BTW the Sonnet Tempo SATA 6Gb/s only supports booting under Windows 7. I don't need that, though, like I said.

Aug 6, 2011 4:47 AM in response to Nawyecky

I just saw Sonnet's big bold "Bootable" and jumped to conclusion they were talking Mac OS. I knew FirmTek and Newer had Windows bootable cards.


Mac Pro 2009 the southbridge and using a 4x slot is capable of more than 6GB let alone 6Gb. With the proper controllers (ATTO, Highpoint, Areca, etc) Your card is fine for one or two SSD 600MB/sec lanes.


Your graphic card, like 5870 GDDR5 interface with 153.6 GB/sec of memory bandwidth, and that is just one 16x slot. On notherbridge processor, memory bandwidth has in theory 32GB/sec


Mac Pro SATA controller has half what any X58 PC board has, and there you can get 1.2GB/sec from 6 Intel SATA ports. The optical bay is on a different bus and avoids the 700MB limit and glass ceiling.


To max full use of any SATA3 (6G) SSD then you need a 6Gb/s controller, which you have, and only makes sense to find a way to use it.


A PCIe controller, better than but like the Apple Pro RAID card, which DOES just plug in and take over the SATA bus controller, would be nice if it was (there are SAS controllers with 12GB/s now), with 'just' 2GB/s to support 4 x SATA3 6G SSDs.
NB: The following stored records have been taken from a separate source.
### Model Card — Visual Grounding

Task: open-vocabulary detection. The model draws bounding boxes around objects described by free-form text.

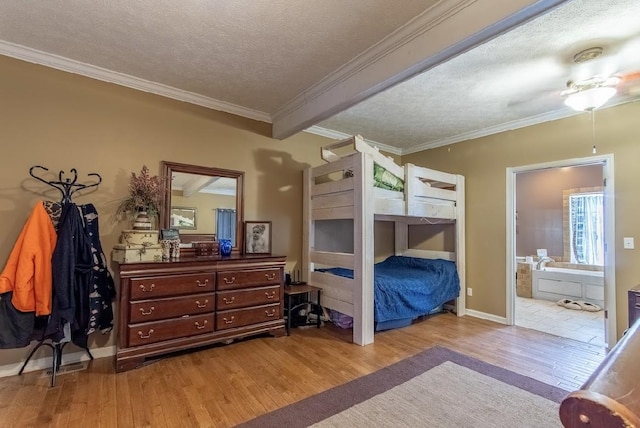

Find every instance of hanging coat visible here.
[0,202,56,316]
[80,204,116,334]
[45,203,93,348]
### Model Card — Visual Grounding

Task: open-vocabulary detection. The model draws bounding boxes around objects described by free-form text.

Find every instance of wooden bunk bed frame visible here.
[302,135,466,345]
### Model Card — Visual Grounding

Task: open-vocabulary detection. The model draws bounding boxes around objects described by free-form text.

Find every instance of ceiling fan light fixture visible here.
[564,86,616,111]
You would need 2GB, 3GB for six.


3GB is way more than we have but would make a new Mac Pro sell and make more sense.

Aug 6, 2011 5:15 AM in response to Nawyecky

I'll be interested. OWC no longer sells a dual SATA drive case from FirmTek ($199) that has hot swap drive sleds. May not work with SSDs. OWC does have a louder 2-drive case, SATA only, $49 and obviously SSD would not need the fan.


Running cable off the card and back inside is a mess and probably need 24" SATA3 to reach the optical area, better to just find a way to house the SSD(s) on top of the Mac Pro - unless any cats/dogs call that home. or could be knocked off.